Eck entered the NCAA transfer portal following the conclusion of the season, just a few days after his father was hired as the head coach at New Mexico. He was rated as a three-star transfer recruit by 247Sports. Eck received offers from programs such as Michigan State, NC State, and Stanford. On December 26, 2024, it was announced that he would be joining his father and transferring to New Mexico to play for the Lobos.

===New Mexico===
Eck was unable to participate in New Mexico's spring camp ahead of the 2025 season because he was recovering from offseason surgery. However, he had a strong performance in fall camp, securing a starting spot ahead of their season opener at Michigan.

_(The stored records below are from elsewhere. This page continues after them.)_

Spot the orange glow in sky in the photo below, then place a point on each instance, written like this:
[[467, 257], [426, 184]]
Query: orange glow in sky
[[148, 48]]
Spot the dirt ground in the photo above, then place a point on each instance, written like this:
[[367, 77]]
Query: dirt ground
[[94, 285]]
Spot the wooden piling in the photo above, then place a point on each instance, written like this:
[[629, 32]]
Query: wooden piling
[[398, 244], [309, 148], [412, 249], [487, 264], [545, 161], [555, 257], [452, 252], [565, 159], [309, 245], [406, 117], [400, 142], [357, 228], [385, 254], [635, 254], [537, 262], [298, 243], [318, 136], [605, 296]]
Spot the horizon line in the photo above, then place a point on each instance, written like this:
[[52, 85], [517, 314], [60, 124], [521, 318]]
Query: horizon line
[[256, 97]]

Eck was named the Mountain West Conference defensive player of the week in mid-September after he posted a game-high 11 tackles, forced a fumble, and deflected a pass that led to an interception to seal a 35–10 win at UCLA, which marked the Lobos' first Power Conference win in 17 years. The following week, he recorded his first career sack in a 38–20 victory over New Mexico State in the 115th annual Rio Grande Rivalry game. In his next game, Eck tallied a career-high 18 tackles in a 41–25 loss to Boise State. He helped the Lobos earn a bid to the 2025 Rate Bowl and finished the season with a team-high 129 tackles to go along with 6.5 TFL and 1.5 sacks in 13 starts. Aside from earning first-team all-Mountain West honors, Eck was named the Mountain West co-Defensive Player of the Year, sharing the award with Chris Johnson of San Diego State. Meanwhile, his father was named the Coach of the Year.

Eck re-signed with New Mexico for the 2026 season.

==Personal life==
Eck has four siblings: Quintin, Palmer, Maverick, and Lola. He was named a first-team academic All-American by the Collegiate Sports Communicators while at New Mexico.